O evento, anual, resume-se, "celebra e preserva os jogos que marcaram gerações". Mais que um torneio de vitórias, é um evento para ir "promovendo actividades que incentivam a interacção social, o exercício físico e o contacto com a herança cultural". O desafio é levar " jovens e adultos a experimentarem e redescobrirem jogos que fazem parte do património cultural", sublinha-se, defendendo-se que "numa sociedade cada vez mais dominado por ecrãs e tecnologias, este campeonato é também entendido como uma oportunidade para as pessoas se desconectarem do mundo digital e se conectarem com a natureza, a prática de actividade física e a cultura".

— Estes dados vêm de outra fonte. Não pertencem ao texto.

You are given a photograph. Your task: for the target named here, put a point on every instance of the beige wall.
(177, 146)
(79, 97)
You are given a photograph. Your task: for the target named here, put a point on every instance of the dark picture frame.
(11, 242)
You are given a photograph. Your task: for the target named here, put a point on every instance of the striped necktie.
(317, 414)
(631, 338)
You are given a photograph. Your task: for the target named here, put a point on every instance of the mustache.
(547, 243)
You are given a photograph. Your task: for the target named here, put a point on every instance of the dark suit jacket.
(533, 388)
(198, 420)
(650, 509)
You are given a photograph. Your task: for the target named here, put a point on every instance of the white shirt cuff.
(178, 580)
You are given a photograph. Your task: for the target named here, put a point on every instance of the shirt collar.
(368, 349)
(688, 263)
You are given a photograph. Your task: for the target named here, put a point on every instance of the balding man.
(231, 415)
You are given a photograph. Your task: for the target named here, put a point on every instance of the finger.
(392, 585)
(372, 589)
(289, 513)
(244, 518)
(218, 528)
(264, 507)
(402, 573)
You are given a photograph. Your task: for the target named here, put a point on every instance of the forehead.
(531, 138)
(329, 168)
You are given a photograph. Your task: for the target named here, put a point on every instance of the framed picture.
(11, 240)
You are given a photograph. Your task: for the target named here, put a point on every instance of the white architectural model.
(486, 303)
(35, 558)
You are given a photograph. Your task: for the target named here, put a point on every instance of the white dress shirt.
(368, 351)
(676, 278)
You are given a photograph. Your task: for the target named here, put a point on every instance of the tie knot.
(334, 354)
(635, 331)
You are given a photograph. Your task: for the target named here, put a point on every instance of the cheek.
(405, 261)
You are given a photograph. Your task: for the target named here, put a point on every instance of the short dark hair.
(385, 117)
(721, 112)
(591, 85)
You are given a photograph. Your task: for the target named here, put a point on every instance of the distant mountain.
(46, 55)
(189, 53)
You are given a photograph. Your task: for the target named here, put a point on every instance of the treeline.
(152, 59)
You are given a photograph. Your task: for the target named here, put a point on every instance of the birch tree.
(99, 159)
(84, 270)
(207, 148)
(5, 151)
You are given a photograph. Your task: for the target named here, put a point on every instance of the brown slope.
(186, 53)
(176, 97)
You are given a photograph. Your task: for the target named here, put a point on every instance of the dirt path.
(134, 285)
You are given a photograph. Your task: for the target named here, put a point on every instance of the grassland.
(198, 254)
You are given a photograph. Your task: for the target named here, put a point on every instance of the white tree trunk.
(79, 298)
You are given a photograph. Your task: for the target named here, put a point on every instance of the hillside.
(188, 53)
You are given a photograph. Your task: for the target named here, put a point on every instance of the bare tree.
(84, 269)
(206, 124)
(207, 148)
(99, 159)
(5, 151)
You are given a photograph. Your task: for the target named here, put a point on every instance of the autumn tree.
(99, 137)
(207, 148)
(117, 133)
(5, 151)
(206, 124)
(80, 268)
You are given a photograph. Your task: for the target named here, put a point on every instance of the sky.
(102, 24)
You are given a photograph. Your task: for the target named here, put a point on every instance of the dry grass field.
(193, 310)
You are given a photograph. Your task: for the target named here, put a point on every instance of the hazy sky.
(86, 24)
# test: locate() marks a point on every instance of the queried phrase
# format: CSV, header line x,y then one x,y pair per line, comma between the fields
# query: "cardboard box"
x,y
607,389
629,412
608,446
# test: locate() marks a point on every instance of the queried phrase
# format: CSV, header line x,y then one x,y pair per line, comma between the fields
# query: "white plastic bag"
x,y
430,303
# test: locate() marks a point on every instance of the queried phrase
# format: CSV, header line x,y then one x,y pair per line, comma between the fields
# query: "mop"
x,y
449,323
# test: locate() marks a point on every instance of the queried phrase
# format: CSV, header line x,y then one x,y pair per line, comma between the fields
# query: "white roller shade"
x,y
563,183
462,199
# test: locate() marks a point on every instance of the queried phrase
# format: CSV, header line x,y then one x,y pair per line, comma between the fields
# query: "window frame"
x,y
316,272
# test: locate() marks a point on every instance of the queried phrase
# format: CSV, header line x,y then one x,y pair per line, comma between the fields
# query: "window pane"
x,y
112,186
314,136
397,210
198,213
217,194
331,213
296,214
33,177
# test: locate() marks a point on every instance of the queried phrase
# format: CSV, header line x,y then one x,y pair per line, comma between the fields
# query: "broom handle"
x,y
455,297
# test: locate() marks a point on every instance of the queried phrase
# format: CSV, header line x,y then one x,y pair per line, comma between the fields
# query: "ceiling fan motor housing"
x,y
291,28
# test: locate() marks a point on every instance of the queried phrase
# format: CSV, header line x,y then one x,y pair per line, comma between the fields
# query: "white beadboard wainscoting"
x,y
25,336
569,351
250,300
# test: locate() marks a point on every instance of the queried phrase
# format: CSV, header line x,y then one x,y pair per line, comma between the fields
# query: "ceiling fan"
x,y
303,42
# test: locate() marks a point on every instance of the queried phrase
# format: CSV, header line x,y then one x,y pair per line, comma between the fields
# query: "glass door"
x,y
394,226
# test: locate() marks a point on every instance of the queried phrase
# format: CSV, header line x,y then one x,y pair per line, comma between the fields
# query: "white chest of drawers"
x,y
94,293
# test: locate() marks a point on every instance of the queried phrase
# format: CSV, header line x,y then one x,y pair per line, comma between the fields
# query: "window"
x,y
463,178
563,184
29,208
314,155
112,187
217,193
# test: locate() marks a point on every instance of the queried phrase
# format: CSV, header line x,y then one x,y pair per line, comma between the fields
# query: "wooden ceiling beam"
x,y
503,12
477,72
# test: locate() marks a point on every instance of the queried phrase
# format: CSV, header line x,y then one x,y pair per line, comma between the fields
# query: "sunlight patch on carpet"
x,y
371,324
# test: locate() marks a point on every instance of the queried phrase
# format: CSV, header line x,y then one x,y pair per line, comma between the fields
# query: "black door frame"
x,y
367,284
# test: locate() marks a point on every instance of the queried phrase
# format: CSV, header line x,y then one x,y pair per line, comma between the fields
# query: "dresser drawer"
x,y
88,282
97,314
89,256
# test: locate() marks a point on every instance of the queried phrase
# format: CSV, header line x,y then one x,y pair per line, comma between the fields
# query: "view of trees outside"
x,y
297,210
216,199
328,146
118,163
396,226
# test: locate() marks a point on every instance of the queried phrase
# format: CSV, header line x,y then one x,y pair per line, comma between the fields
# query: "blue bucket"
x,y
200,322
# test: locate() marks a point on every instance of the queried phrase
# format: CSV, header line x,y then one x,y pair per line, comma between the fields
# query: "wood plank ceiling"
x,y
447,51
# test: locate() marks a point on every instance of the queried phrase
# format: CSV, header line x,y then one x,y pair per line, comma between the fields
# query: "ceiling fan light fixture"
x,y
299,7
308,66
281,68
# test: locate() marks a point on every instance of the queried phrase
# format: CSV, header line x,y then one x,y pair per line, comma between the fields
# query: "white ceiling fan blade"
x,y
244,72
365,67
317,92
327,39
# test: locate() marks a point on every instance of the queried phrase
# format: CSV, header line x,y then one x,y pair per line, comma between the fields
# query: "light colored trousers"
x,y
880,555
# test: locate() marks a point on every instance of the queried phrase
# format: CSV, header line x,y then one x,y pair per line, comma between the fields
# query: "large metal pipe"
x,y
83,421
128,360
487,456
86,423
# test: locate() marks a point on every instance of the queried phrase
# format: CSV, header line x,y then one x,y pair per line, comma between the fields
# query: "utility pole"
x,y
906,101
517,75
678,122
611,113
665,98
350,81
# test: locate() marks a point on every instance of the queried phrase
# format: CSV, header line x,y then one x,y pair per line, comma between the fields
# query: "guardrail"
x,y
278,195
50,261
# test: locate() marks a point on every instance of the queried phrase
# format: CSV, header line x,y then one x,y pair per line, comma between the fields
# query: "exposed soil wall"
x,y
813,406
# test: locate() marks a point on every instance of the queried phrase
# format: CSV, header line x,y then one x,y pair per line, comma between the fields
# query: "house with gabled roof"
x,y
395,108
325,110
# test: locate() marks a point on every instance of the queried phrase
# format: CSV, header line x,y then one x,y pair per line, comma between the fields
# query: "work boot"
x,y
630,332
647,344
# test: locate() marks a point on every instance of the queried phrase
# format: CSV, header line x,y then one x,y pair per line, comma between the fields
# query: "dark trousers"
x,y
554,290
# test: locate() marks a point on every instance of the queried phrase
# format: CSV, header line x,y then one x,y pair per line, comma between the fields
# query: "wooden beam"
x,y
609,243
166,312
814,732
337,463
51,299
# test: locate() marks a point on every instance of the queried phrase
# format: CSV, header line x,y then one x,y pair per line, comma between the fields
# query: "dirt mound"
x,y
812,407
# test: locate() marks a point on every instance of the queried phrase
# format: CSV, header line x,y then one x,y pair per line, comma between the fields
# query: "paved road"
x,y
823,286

O campeonato quer também ser "verdadeiramente inclusivo, pelo que também há lugar a jogos adaptados, que contam com a participação dos utentes de IPSS’s do território". Em campo, participantes dos nove concelhos que integram a Comunidade Intermunicipal Terras de Trás-os-Montes: Alfândega da Fé, Bragança, Macedo de Cavaleiros, Miranda do Douro, Mirandela, Mogadouro, Vila Flor, Vimioso e Vinhais.

Embora aqui realmente o que conte é a participação, o campeonato tem o seu esquema formal: "disputa-se em três fases, ao início da manhã tem lugar a fase de apuramento, seguem-se as meias-finais e as finais de cada modalidade".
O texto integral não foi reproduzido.